From 175 square feet of office space in Red Lodge, Toohill has navigated the business world to where he now manages Trimble Outdoors, overseeing about 30 employees while still living and working in Billings.
It was back in 1999 that Toohill and friend Tom Kohley launched MyTopo, which allowed users to customize a topo map online and then have the company print and ship them the paper map. Paige Darden later joined the company to lead its marketing efforts. Fast forward to today and MyTopo was sold by the partners, bought back by Toohill and Darden, then sold again in 2011 to become a division of Trimble. Trimble has built a reputation on high-precision GPS and has a staff of about 6,000.
“Everybody is doing maps, but doing maps for outdoor pursuits, that’s a whole different ballgame,” Toohill said.
With the release of their smartphone technology last year that allows custom topo maps to be downloaded and used without a cell phone signal, Trimble is competing with GPS makers for a slice of the handheld navigation market. The difference is that Trimble users don’t have to buy a whole separate device, but they do need to pay a monthly subscription fee.
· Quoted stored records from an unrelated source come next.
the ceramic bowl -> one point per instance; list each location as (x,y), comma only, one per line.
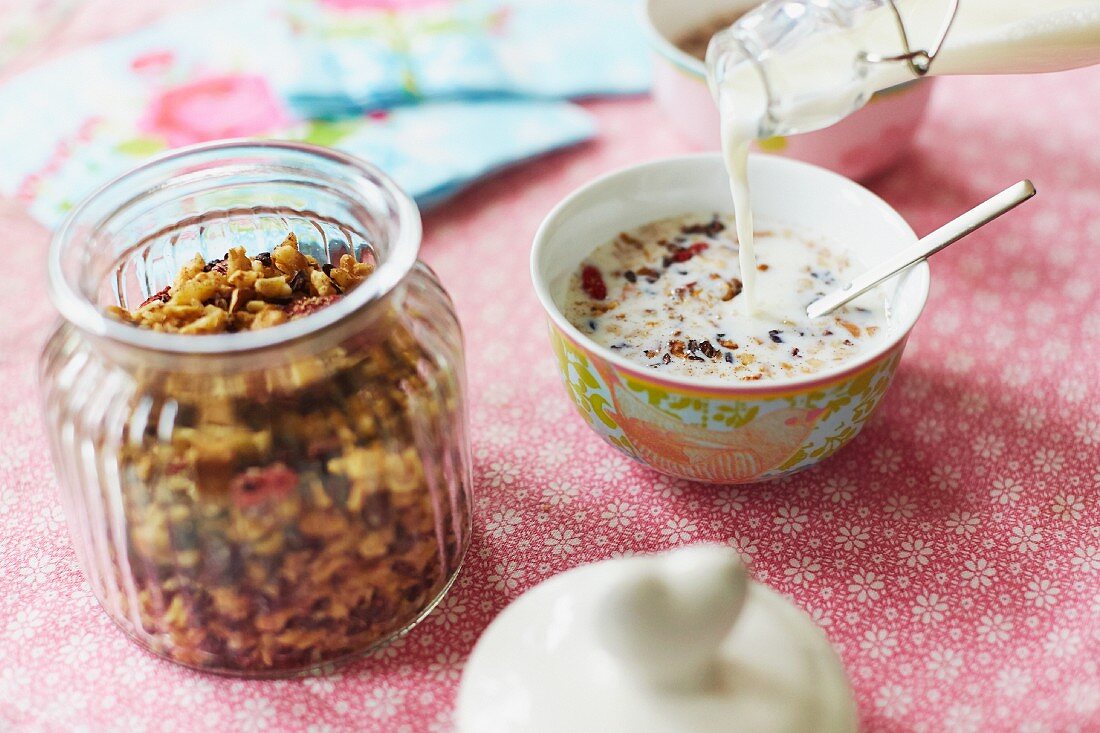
(861,145)
(714,430)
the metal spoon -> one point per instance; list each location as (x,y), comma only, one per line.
(924,248)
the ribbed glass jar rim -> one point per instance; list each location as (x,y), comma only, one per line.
(76,302)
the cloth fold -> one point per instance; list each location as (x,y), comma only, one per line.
(437,94)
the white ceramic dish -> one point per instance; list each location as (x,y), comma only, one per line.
(781,426)
(866,143)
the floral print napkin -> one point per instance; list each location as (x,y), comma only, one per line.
(365,54)
(282,68)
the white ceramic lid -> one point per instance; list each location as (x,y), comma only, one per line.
(680,642)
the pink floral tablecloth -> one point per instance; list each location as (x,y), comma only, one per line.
(952,553)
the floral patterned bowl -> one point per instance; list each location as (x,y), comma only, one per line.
(714,430)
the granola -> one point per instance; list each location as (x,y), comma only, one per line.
(294,515)
(239,293)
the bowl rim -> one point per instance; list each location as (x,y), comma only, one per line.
(904,323)
(663,45)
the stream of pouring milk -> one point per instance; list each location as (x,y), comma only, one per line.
(988,36)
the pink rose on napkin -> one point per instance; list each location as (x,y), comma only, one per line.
(381,4)
(230,106)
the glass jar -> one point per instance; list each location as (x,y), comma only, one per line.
(265,502)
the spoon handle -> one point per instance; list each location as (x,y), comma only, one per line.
(924,248)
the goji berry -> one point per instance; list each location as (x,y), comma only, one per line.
(593,283)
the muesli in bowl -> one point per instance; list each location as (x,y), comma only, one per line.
(637,272)
(256,405)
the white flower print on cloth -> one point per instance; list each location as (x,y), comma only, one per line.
(618,514)
(562,542)
(1068,506)
(802,570)
(791,520)
(915,553)
(930,609)
(866,587)
(1005,490)
(504,523)
(978,573)
(506,576)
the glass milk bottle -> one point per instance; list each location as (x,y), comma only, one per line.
(793,66)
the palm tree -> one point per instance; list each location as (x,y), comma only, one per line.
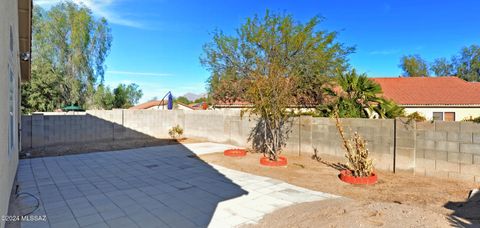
(356,96)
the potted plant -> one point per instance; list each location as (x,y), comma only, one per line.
(360,168)
(236,152)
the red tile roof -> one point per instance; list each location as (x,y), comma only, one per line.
(149,104)
(430,90)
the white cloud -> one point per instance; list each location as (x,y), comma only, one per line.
(132,73)
(100,8)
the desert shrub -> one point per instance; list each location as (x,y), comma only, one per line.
(416,116)
(175,132)
(356,152)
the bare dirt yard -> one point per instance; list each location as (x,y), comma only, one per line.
(397,200)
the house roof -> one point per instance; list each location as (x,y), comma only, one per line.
(430,91)
(149,104)
(184,105)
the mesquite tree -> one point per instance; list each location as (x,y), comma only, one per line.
(273,62)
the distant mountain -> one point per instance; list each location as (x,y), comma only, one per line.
(193,96)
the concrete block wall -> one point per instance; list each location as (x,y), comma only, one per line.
(449,149)
(445,149)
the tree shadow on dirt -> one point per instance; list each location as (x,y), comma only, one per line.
(465,214)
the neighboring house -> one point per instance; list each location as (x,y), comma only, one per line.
(436,98)
(162,105)
(152,105)
(199,106)
(15,43)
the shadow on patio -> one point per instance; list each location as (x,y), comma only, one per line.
(145,187)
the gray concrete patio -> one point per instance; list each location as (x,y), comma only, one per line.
(150,187)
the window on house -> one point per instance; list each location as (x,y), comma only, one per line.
(449,116)
(437,115)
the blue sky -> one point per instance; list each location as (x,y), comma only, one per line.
(157,43)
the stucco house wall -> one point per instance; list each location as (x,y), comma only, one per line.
(9,100)
(461,113)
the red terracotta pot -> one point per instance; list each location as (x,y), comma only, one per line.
(281,161)
(235,152)
(346,176)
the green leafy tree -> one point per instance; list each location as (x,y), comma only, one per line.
(183,100)
(467,63)
(414,66)
(356,96)
(126,96)
(41,93)
(72,44)
(103,98)
(442,67)
(306,54)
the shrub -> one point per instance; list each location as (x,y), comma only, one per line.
(359,164)
(175,132)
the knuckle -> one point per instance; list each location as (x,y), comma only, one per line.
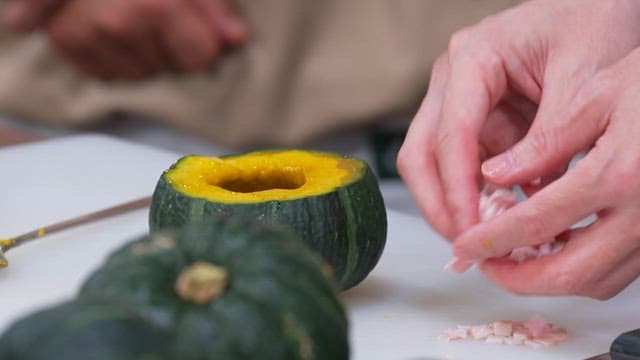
(569,282)
(114,25)
(459,40)
(534,224)
(152,8)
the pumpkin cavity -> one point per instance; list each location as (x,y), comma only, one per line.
(262,179)
(262,176)
(201,282)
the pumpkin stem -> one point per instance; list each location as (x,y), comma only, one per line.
(201,282)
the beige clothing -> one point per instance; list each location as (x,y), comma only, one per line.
(310,68)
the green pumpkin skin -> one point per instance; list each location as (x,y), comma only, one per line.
(278,303)
(79,330)
(346,226)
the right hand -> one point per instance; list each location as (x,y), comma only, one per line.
(133,39)
(538,54)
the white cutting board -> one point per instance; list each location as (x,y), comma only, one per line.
(396,313)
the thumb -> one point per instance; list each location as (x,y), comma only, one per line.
(26,15)
(557,138)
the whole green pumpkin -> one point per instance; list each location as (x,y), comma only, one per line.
(333,202)
(228,289)
(81,330)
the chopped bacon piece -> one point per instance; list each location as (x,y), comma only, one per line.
(535,332)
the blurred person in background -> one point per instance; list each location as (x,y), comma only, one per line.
(232,73)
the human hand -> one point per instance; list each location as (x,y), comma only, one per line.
(27,15)
(598,260)
(133,39)
(534,56)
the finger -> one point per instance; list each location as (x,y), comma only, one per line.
(26,15)
(188,41)
(505,126)
(541,182)
(233,30)
(416,161)
(92,49)
(561,132)
(589,255)
(536,220)
(476,83)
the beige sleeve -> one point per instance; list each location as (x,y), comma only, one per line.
(310,68)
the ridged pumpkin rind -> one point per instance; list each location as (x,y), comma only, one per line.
(278,303)
(79,330)
(347,226)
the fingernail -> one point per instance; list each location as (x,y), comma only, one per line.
(17,17)
(498,166)
(458,265)
(234,31)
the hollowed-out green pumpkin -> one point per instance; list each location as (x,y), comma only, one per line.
(79,330)
(228,289)
(332,202)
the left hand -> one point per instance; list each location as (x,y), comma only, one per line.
(601,259)
(133,39)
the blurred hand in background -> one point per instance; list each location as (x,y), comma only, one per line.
(132,39)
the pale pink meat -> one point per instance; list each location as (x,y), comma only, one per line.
(534,332)
(493,202)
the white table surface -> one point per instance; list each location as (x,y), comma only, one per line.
(396,313)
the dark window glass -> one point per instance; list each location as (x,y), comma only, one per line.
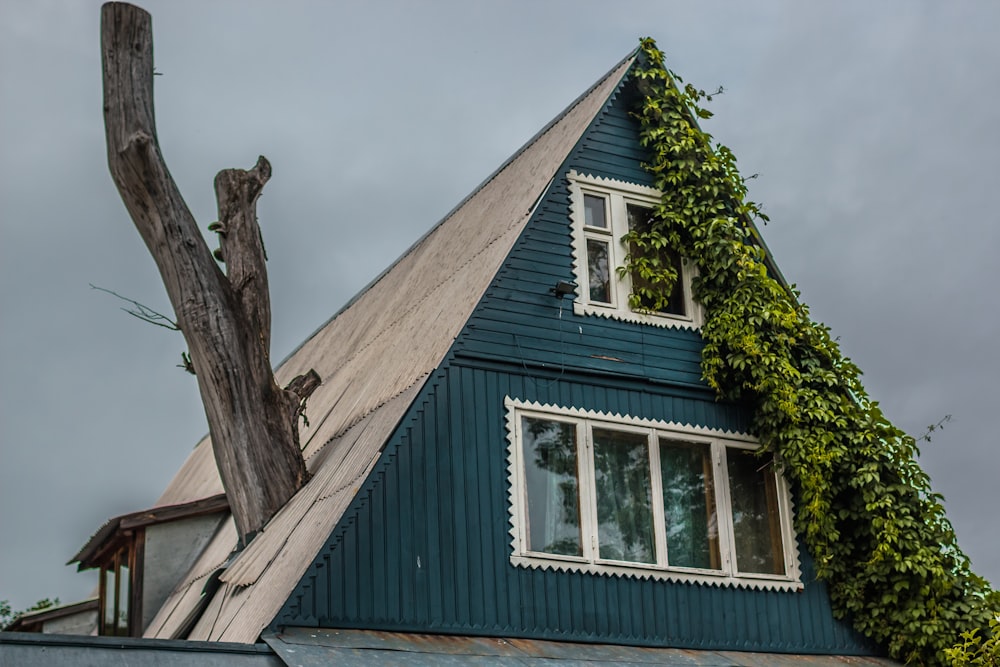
(756,523)
(552,486)
(595,212)
(599,271)
(689,505)
(624,502)
(639,219)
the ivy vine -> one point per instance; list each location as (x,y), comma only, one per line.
(864,507)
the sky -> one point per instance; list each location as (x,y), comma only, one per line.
(872,128)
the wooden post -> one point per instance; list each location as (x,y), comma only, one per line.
(225,318)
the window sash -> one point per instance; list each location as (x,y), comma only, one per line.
(613,299)
(722,555)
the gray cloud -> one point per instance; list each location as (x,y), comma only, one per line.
(873,129)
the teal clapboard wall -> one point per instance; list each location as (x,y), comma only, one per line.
(425,544)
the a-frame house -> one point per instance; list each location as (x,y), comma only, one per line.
(503,448)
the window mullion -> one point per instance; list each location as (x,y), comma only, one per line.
(724,509)
(619,227)
(588,493)
(659,520)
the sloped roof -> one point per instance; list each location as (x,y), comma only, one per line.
(373,356)
(319,646)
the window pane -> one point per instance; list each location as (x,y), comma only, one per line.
(639,218)
(109,601)
(689,505)
(124,587)
(624,503)
(594,212)
(598,265)
(756,523)
(552,487)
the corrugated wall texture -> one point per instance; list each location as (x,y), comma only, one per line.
(425,545)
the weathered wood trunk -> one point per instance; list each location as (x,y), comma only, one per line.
(225,319)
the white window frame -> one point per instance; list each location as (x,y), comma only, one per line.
(720,442)
(618,195)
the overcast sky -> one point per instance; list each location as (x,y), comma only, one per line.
(873,126)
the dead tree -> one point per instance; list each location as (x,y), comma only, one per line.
(225,318)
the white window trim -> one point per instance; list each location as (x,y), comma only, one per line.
(619,194)
(589,562)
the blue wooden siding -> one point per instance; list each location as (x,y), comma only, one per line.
(425,545)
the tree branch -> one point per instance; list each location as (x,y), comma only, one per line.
(225,319)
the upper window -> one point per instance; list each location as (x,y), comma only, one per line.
(620,495)
(116,587)
(603,211)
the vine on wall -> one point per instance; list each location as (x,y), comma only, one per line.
(865,509)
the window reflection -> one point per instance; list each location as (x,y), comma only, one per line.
(756,525)
(639,218)
(689,505)
(599,268)
(624,502)
(552,487)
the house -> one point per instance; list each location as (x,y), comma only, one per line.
(510,461)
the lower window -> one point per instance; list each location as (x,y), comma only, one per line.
(612,494)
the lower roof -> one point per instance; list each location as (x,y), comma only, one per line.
(306,647)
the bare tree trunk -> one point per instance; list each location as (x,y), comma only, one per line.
(225,319)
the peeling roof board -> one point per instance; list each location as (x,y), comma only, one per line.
(402,324)
(18,649)
(439,495)
(323,646)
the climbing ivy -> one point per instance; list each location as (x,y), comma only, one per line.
(864,507)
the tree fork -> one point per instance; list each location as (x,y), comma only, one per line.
(225,319)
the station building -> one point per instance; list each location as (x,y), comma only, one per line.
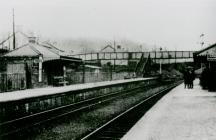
(35,65)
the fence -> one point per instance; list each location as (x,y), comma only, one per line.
(17,81)
(10,82)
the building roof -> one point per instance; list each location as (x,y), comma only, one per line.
(47,51)
(211,50)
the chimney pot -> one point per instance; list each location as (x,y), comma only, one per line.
(32,39)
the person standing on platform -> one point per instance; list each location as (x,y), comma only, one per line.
(186,78)
(191,78)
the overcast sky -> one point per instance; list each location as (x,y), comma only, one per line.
(174,24)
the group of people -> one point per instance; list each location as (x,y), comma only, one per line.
(189,76)
(208,78)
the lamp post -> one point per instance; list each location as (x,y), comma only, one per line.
(160,61)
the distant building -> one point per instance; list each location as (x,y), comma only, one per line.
(20,39)
(36,65)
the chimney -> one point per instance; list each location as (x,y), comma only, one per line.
(32,39)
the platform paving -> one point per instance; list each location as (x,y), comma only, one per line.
(182,114)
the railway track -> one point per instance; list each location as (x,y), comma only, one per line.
(117,127)
(14,127)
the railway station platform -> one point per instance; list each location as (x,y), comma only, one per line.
(182,114)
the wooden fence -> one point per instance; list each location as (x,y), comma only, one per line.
(11,82)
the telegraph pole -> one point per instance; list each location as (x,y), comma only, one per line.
(14,39)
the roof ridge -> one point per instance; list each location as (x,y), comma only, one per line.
(34,49)
(16,49)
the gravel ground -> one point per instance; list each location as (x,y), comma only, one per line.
(80,124)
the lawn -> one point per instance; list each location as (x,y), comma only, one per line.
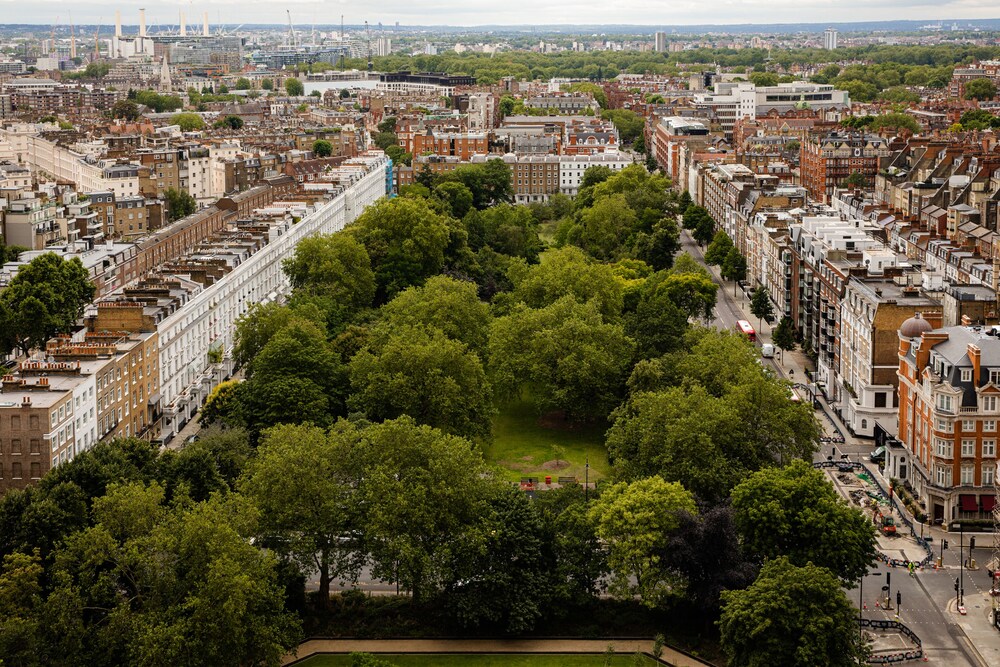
(481,660)
(525,445)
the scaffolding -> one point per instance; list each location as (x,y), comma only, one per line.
(995,561)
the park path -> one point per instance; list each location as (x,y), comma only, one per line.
(622,646)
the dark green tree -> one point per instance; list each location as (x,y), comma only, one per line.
(796,513)
(45,297)
(322,148)
(422,373)
(179,203)
(795,616)
(718,249)
(980,90)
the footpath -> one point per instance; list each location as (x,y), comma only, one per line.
(438,646)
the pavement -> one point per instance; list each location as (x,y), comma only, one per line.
(593,646)
(928,599)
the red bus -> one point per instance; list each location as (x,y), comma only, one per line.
(744,328)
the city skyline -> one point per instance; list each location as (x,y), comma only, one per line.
(512,14)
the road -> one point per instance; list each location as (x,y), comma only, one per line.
(928,598)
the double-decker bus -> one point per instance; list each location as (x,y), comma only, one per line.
(746,329)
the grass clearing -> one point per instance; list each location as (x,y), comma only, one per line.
(482,660)
(525,445)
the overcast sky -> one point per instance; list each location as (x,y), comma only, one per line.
(654,13)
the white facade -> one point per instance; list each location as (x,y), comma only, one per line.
(573,167)
(206,322)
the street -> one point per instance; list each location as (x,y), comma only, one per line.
(928,598)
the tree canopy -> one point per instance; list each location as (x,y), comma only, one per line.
(791,615)
(45,297)
(796,513)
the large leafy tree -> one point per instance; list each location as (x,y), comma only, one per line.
(504,579)
(980,89)
(705,549)
(179,203)
(796,616)
(297,378)
(634,521)
(304,487)
(420,372)
(422,491)
(602,229)
(336,266)
(45,298)
(259,325)
(795,512)
(565,353)
(406,240)
(453,306)
(510,230)
(490,183)
(658,323)
(680,433)
(569,272)
(717,250)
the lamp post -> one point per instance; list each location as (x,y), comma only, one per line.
(961,565)
(861,597)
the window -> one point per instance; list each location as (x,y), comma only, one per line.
(943,448)
(969,474)
(942,476)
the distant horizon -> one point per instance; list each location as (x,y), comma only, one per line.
(643,15)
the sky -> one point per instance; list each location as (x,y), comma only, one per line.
(654,13)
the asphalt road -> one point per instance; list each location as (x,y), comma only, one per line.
(926,596)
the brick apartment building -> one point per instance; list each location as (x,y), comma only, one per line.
(827,161)
(949,406)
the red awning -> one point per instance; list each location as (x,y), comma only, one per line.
(968,503)
(989,502)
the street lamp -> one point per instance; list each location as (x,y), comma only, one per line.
(861,597)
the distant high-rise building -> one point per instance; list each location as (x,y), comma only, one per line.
(830,39)
(660,42)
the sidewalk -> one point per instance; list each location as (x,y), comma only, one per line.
(591,646)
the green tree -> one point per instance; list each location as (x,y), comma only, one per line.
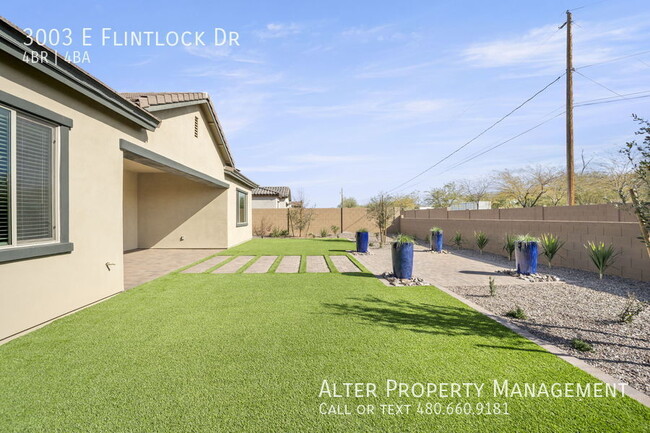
(406,201)
(638,154)
(381,209)
(443,197)
(348,202)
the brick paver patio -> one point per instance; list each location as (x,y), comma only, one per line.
(262,265)
(204,266)
(141,266)
(289,265)
(317,264)
(233,265)
(445,270)
(344,264)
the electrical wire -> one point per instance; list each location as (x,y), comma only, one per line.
(458,149)
(599,84)
(616,59)
(582,104)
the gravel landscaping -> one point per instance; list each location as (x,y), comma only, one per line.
(578,306)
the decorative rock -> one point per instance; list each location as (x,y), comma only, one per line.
(533,278)
(393,281)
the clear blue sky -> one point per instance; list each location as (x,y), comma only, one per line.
(362,95)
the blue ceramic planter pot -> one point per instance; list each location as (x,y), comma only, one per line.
(526,257)
(362,242)
(436,241)
(402,255)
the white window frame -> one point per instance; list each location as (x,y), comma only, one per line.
(237,211)
(56,162)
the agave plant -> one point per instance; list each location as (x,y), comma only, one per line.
(458,240)
(481,240)
(602,255)
(403,239)
(509,245)
(551,244)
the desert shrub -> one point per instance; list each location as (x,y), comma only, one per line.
(403,239)
(481,240)
(603,256)
(509,245)
(458,240)
(581,345)
(551,244)
(263,228)
(633,307)
(517,313)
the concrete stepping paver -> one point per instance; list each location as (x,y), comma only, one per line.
(204,266)
(289,265)
(344,264)
(234,265)
(261,266)
(317,264)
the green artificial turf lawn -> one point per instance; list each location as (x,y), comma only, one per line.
(292,247)
(248,353)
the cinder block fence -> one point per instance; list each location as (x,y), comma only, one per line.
(574,224)
(350,219)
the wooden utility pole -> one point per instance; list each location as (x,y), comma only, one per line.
(570,171)
(341,230)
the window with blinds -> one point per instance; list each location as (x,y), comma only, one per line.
(34,180)
(5,177)
(242,214)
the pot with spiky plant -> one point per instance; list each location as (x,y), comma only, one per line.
(481,239)
(509,245)
(402,255)
(526,247)
(362,240)
(436,239)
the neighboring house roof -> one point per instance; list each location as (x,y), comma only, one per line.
(279,191)
(13,41)
(156,101)
(237,175)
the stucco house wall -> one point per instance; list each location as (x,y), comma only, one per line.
(39,289)
(265,202)
(115,204)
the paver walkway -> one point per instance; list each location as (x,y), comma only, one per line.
(289,265)
(233,265)
(317,264)
(344,264)
(445,270)
(261,266)
(141,266)
(204,266)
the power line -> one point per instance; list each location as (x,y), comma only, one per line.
(599,84)
(480,134)
(502,143)
(616,59)
(588,5)
(598,101)
(584,104)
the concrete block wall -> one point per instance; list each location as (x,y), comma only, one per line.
(353,219)
(575,225)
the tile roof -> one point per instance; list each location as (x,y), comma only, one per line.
(149,99)
(153,101)
(280,191)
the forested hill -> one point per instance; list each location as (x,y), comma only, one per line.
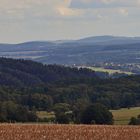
(22,73)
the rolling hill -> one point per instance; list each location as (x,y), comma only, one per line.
(91,50)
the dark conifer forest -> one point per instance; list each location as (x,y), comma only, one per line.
(27,87)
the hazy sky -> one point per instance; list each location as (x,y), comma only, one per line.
(24,20)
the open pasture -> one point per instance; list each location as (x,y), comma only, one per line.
(67,132)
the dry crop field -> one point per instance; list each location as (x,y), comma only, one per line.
(67,132)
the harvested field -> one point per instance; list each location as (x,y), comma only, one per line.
(68,132)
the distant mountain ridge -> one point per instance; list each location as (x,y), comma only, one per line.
(83,51)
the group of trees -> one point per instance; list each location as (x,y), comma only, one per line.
(71,93)
(11,112)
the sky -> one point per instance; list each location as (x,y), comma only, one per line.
(30,20)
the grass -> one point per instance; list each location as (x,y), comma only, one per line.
(123,116)
(110,71)
(67,132)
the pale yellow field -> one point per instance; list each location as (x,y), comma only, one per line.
(68,132)
(123,116)
(110,71)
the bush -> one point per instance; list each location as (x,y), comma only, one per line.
(97,114)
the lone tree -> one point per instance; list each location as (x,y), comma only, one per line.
(98,114)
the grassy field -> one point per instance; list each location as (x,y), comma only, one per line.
(122,116)
(110,71)
(67,132)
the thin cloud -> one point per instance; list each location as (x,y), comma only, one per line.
(104,3)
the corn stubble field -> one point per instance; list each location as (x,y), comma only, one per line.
(68,132)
The company is also developing a smartphone case ($170) due out this summer that will almost double the phone’s battery life as well as provide more complete storage of one state’s maps. Also available is a SD card ($100) that provides all of the private land ownership data and boundaries for a state.
“People don’t realize how powerful their smartphone is,” said Darden.
MyTopo has also updated its aerial imagery offering the choice of high-resolution imagery from 2013, or Digital Globe satellite imagery from within the last three years.
Still want a paper map? MyTopo can now print huge maps up to 5 by 8 feet. Those same land ownership maps can also be printed on paper.
“We’re pretty hardware neutral,” Darden said. “Whether you’re using a smartphone or an iPod, we want you to be able to use our technology.”
The technology and tools are changing so fast that Toohill said, “Within 5 years the concept of near real-time satellite imagery will become a reality. There are a whole slew of startups launching micro satellites to stream down imagery. So the idea of seeing custom imagery is coming.”
The quality and availability of maps has skyrocketed with the spread of smartphones and tablet computers. And aerial imagery has gotten so much more detailed that viewers can now pick out mailboxes along a road, Darden noted. Newer to the mix is the availability of private land ownership maps. With counties adopting digital technology, Toohill said about 80 percent of the counties in the United States can now provide ownership data, whereas only a couple of years ago that information was unheard of. That ownership data is updated quarterly.
“Montana is kind of unusual,” he said. “It was one of the first states to publish private parcel data. Now it’s becoming more and more ubiquitous and we can aggregate that.”
So far, Trimble has 38 states with complete land ownership data that is being used by conservationists, oil and gas companies, rural real-estate folks, foresters, landowners interested in the identities of their nearby neighbors are and anyone that deals with land use, Darden said. Hunters were quick to grab on to the information to allow them to see who owns property so they could ask for permission or to see where property boundaries were drawn.
Although the digital world is drawing the most new interest for firms like Trimble, MyTopo is still printing up topographic maps that have become harder and harder to find. But electronic devices have expanded the options and customizing ability of weekend mapmakers.
“I think we’ve made it a lot easier for people to do the things they want to do,” Darden said. “A lot more people love and appreciate maps and are using them in their endeavors.”